You know who made these embarrassingly patriotic girls? A bunch of immigrants. Immigrants who fostered a very particular love of country. Correction: They didn’t just foster that shit, they insisted on it. Immigrants never take this country for granted. They actively think about how fucking awesome it is. They thought about how fucking awesome it was for years before they ever even saw the place. That’s actually why they came. And then they pass that adoration on to their kids. Their kids then make weird paper flags for their dorm-room walls.
Our on-the-margins ethnicities aren’t correctly categorized or recognized. Our Americanness is questioned and threatened. Our place in the conversation about race, and the conversation about where we go from here, has never been fully cemented. And yet, we’re hardcore flag-making American patriots.
So what do we do?
What I Want from You Already
You’ve heard me talk about some of the stuff I’ve done with social justice comedy and maybe those anecdotes have given you some ideas. But here is some more on that front.
Work to Change Your Own Community
If you’re a white guy, let’s say, you might know a bunch of other white guys. Work to change them. There are those who say, “Be a good ally.

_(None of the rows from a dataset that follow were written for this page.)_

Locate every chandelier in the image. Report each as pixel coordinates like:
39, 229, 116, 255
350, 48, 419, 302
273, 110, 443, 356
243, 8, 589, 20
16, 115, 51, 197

” For some the word ally is fraught, because it implies that we were on an equal footing in the first place, or it implies that we’re all in some sort of war. But as a phrase, “person who supports the anti-bigotry cause” has failed to capture the public’s linguistic imagination, so let’s just say, “Be a good ally.” This doesn’t mean that you have to go into other communities and tell them what works. Let them, you know, be their own bosses. This isn’t Dangerous Minds. We don’t need a “Michelle Pfeiffer knows best” approach; we just need allies who can work on their own front.
Change That Census
While you’re changing your own community, you might run into a guy who can change the census. The census currently has five categories: white, black/African-American, American-Indian/Alaska Native, Asian, Native Hawaiian/other Pacific Islander. That leaves a lot of groups in the lurch. Did you know that the U.S. Census counts people from the Middle East and North Africa as white people?1 That means a Sudanese-American would have to check white. That’s bananas. And Latinos? They’re listed as “Hispanic” under the ethnic origin section but often don’t know what to put under the race section. Like would a Mexican-American put “white” under race? How are they supposed to respond?
As a result a lot of us respond as “some other race.” In fact, in 2010, “some other race” was the third largest racial group after “white” and “black.”2 But how much information does that convey? It’s white, black, and an amorphous group of indescribable people? How can we build policies or have a basic understanding of our country with that?
We have five categories, but why not have 105 categories? Is there any rule that says that more than five categories in the census is gauche? Do we not want to embarrass ourselves in front of other, skinnier census forms? Make a longer census form—who cares! Let us figure out who actually lives in this country, how they identify, and what they need! Gah!